Restoration and repair: It take six to nine months for the jaw to recover after a bone graft or sinus lift before implants can be put. It takes three to six months for the posts of conventional implants to integrate with the jawbone and gums after operation before the restoration can be placed.
Mini dental implants drastically cut down on treatment times because they rarely need any sort of preliminary process. Temporary restorations are often available on the same day as treatment for people who need them. Patients can depart the office with restored dental function and a much-needed confidence boost thanks to same-day restorations [37].

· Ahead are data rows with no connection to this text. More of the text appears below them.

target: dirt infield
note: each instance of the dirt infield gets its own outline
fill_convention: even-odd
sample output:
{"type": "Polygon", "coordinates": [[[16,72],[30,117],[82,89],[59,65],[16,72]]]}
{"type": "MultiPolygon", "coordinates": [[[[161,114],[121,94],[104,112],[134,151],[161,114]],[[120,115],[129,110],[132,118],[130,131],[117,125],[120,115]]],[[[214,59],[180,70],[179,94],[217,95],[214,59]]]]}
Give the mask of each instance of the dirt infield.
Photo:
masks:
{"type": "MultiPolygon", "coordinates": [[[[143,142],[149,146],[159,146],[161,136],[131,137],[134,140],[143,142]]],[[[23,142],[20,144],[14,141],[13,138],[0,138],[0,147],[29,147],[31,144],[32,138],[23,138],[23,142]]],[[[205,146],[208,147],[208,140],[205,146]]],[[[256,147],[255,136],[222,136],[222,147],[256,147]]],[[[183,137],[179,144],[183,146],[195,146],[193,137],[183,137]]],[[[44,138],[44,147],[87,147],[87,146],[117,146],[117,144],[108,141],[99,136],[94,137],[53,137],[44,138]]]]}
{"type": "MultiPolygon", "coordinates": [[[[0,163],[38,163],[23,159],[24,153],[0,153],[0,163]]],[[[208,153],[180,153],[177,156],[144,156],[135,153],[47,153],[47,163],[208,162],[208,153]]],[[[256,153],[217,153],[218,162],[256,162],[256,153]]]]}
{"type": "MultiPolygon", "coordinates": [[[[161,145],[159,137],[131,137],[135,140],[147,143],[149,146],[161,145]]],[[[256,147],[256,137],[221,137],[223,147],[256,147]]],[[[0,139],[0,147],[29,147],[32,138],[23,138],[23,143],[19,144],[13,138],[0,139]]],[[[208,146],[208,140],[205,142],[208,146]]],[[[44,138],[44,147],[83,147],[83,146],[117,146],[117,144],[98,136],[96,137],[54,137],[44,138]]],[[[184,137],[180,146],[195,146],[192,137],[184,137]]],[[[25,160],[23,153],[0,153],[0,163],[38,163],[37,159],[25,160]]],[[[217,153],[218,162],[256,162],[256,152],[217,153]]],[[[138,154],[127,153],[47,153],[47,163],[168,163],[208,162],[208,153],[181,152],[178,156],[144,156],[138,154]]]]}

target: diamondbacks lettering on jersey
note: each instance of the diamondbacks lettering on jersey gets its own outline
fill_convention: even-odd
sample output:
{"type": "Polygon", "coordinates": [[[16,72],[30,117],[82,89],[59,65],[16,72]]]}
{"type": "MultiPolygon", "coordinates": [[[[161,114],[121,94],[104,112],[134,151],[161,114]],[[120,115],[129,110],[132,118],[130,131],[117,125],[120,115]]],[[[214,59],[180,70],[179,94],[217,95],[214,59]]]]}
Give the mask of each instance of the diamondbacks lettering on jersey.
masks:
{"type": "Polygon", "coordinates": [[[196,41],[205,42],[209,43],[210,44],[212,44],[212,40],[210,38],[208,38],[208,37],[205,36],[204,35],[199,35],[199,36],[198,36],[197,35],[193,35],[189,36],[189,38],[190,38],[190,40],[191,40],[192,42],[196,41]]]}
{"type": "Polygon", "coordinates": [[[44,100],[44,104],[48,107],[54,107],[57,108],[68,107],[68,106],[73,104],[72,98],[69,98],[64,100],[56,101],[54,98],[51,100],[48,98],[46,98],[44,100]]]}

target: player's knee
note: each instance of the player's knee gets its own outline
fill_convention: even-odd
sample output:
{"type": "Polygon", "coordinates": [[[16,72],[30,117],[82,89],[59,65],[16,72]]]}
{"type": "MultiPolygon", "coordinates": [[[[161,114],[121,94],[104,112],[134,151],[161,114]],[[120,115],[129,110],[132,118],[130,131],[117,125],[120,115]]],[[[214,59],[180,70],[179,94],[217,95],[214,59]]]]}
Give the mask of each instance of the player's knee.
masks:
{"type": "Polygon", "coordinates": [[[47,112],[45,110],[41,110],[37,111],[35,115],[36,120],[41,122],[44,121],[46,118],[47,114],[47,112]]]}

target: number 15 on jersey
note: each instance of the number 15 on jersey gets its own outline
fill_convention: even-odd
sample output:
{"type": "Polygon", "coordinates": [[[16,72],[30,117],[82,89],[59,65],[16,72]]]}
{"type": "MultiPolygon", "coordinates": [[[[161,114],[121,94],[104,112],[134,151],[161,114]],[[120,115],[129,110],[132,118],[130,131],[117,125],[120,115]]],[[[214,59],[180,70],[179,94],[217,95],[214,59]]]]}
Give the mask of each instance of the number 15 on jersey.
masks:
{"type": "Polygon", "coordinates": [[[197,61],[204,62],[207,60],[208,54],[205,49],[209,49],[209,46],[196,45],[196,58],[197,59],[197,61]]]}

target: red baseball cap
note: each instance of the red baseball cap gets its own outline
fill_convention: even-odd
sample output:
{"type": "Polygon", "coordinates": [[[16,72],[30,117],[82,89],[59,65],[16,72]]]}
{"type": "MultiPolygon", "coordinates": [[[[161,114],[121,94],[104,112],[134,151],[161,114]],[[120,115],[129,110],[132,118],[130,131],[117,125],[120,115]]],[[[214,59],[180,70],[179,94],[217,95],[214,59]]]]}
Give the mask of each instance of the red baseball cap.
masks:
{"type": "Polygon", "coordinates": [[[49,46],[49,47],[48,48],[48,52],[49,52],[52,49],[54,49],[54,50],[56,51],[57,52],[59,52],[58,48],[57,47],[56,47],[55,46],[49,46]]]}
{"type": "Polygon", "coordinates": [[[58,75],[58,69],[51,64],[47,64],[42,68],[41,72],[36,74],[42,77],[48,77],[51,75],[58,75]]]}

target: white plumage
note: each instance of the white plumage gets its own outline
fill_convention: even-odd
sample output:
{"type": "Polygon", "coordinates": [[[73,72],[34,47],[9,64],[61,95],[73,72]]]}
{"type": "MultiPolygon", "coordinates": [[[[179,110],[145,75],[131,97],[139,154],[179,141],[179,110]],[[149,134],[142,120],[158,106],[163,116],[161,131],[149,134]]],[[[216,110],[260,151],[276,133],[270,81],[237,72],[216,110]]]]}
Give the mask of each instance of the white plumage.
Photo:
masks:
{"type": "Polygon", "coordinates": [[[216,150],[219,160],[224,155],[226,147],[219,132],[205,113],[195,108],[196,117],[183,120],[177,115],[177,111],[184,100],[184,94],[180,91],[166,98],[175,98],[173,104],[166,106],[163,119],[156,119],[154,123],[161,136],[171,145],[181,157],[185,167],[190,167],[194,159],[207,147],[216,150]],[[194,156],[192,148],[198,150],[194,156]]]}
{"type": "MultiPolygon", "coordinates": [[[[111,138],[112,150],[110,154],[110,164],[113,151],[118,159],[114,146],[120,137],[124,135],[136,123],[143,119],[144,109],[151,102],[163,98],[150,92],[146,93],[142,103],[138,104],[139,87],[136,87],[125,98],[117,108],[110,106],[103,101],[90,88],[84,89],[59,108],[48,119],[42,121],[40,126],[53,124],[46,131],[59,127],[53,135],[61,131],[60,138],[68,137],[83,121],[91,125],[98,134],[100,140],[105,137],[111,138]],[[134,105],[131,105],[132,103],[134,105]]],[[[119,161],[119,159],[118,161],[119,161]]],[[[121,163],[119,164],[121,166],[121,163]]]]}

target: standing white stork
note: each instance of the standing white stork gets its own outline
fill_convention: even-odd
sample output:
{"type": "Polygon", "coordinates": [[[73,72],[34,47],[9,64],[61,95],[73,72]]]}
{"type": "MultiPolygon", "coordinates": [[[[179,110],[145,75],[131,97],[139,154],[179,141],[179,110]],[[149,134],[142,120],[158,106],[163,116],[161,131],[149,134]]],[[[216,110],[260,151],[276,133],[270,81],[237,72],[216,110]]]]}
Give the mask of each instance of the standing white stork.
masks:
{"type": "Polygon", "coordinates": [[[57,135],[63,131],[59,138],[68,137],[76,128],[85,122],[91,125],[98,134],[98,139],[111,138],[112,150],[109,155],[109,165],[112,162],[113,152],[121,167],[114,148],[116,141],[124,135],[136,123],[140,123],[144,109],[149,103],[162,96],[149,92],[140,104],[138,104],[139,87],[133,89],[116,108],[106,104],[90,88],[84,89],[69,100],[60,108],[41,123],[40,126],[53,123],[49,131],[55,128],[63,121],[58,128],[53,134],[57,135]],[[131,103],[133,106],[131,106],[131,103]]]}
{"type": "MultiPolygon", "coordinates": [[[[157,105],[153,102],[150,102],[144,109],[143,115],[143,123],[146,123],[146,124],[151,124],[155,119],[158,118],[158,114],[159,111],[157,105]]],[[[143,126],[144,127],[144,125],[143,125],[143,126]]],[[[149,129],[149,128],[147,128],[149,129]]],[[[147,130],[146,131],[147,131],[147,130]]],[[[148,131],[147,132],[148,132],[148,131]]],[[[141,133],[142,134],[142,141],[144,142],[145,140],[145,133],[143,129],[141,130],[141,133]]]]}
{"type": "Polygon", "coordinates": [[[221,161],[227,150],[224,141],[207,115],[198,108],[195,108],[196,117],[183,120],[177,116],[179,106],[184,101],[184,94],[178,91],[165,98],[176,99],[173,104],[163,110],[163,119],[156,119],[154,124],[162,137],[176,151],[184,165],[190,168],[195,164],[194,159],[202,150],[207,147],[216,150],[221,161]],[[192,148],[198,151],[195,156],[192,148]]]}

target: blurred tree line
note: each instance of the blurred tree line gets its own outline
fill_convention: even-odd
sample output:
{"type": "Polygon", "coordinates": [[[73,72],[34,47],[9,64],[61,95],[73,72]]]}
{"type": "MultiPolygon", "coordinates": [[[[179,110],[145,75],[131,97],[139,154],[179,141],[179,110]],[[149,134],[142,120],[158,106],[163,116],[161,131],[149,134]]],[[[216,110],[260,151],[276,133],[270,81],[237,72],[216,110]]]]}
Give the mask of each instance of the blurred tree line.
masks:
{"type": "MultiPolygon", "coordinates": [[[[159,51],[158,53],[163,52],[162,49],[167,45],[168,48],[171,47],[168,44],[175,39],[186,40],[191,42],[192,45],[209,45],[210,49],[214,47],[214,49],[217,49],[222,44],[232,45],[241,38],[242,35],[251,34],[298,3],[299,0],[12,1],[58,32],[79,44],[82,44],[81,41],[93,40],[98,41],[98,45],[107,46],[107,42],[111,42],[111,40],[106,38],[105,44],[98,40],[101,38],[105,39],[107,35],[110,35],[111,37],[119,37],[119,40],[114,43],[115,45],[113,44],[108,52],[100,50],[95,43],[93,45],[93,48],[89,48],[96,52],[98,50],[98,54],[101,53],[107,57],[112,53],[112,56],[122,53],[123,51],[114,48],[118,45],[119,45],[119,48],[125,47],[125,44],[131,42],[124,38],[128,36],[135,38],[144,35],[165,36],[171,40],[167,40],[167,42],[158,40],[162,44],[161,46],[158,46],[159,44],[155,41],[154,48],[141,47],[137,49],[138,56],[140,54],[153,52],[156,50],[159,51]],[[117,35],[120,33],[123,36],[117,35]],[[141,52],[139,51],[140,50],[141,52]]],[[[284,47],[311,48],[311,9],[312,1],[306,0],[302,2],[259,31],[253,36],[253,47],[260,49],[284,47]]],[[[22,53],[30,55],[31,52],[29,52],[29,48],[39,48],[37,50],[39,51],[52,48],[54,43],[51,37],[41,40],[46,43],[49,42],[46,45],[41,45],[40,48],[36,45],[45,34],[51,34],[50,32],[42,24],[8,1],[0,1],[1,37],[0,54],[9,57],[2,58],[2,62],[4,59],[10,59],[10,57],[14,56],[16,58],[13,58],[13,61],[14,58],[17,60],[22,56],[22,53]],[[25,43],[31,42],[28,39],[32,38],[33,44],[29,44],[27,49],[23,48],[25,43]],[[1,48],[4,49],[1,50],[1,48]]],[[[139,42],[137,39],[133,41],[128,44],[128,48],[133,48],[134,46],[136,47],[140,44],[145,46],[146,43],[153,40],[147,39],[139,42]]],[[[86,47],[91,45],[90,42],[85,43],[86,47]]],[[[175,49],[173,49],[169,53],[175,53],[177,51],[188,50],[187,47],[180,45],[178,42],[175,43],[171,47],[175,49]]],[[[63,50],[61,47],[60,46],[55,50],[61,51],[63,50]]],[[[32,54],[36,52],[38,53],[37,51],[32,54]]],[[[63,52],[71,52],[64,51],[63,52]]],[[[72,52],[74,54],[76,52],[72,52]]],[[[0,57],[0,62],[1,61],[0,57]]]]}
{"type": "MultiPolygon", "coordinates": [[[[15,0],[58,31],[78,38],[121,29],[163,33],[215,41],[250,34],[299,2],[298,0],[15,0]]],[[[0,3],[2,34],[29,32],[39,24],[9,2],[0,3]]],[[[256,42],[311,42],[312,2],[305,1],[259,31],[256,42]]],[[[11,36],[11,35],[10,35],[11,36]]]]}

Cost: Mini implants, being smaller and manufactured with less material, are typically less expensive than standard posts. Keep in mind that a bigger restoration may require additional mini implants. Therefore, it is essential to factor in the intricacy of the treatment, the materials used, and the expertise of your dentist when estimating the final cost [41].
Compressive Implants
We have to wait for this implant to be integrated because, according to physics, being a cylinder would cause all the force that we exert on the upper part to be transmitted to the base and cause the implant to fail. The modern design of the basal implant, the compressive implants, features a conical shape [42]. There is no need for a surgical incision to place the compressive implant. Small drills are used to make tiny holes in the bone and tissue. Since this area of the bone is relatively porous, compacting and hardening it through the introduction of implants up to 5mm in diameter helps preserve a sizable portion of the bone. Because of the conical shape of the implant, the force applied to the prosthetic component is evenly distributed along all the bone's force directions. As a result, everything from a single tooth to the entire jaw can be rehabilitated and immediately loaded [43].
Titanium implants, both basal and compressive, are manufactured in Switzerland and sold all over the globe [44]. Implant surgery has advanced, completely minimizing the aggressiveness, reducing bleeding, and expanding the scope of action in areas where implants could not be placed before or required sinus elevations or lateralization’s of the dental nerve, today we can place implants and rehabilitate patients without resorting to such invasive measures [45] (Figure 4).